Faith Hope Consolo, chairman of the retail group at Douglas Elliman Real Estate, said 145th Street will develop more retail as the 125th Street corridor becomes less affordable. National retailers such as Gap, Whole Foods, Burlington Coat factory, Red Lobster and a planned hotel at the old Victoria Theater are occupying that strip.
"The 125th Street corridor still is tops but Hamilton Heights is right behind it. Apartments are affordable versus the rest of Manhattan, and as these fill up — and they're selling quickly — shops and dining follow," said Consolo.
Mountain Bird seats only 19 people and does not deliver because the selections are meant to be enjoyed straight away. It is whimsically decorated with lace curtains, rooster lamps that emit warm lighting and the name of the restaurant spelled out in white tile across the floor.
Chef Kenichi Tajima is Japanese and trained in France. His dishes tend toward classic French with some twists because of the restaurant's mission to use every part of the various fowl it cooks.
The menu has an hors d'oeuvre of four small bites that include fried chicken combs (that red flap of skin on the head of chickens) with honey mustard tartar sauce, a chicken wing with the meat pulled up to one end to resemble a lollipop with black truffle dressing, duck gizzard and heart on a garlic herb crispy roll and chicken liver pate with port wine gelee.
Appetizers include a shrimp bisque mac and cheese and foie gras dumpling soup. For the main dishes, which range in price from $13 to $21, there's turkey drumstick goulash, chicken schnitzel and Moulard duck duo, among other offerings.

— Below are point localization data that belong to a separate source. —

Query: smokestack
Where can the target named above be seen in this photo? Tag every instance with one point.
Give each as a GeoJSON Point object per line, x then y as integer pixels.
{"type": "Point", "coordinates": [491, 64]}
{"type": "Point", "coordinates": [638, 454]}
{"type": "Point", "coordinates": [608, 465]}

On weekends, the small restaurant fills up quickly, a sign that the eatery's reputation is spreading by word of mouth. And then there's the man who comes in every Sunday night to pick up dinner because the restaurant is closed on Mondays.
But not everyone is impressed. One man walked in one afternoon and looked at the pastry offerings before announcing that the brownie looked good. Told the price, he recoiled.

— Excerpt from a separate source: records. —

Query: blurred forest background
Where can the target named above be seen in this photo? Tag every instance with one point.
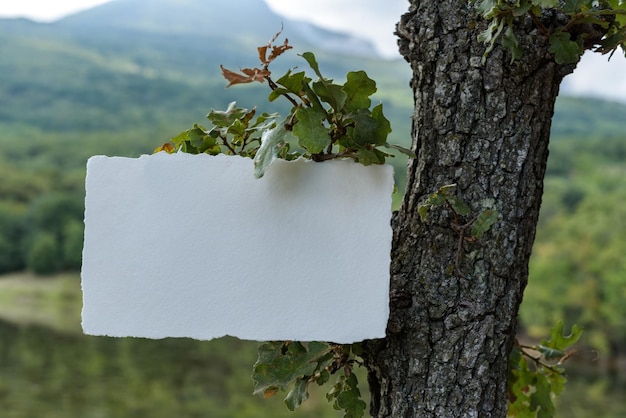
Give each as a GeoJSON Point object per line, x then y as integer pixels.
{"type": "Point", "coordinates": [122, 79]}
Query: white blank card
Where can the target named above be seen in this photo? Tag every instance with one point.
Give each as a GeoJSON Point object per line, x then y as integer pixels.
{"type": "Point", "coordinates": [180, 245]}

"Four dollars for one brownie?" the man said before turning and walking out.
Newly-minted regulars like Lee are not surprised that some in the neighborhood would have that response but believe the restaurant won't have trouble gaining a foothold.
"There are other people like me in this neighborhood and I'm always telling people to stop by and support this place because we want it to stay," said Lee.
Barnes was so impressed that she brought her friend Robin Burrison, 45, who is planning to open her own pastry shop.
"It's not what you expect. It's quaint. They may be starting a trend," said Burrison who is now considering 145th Street as a location for her shop.
Manager Keiko Tajima said Mountain Bird also has expansion plans in mind and would love to open another restaurant on 145th Street.
"We are thankful for our customers, but our customers always thank us for opening up," she said.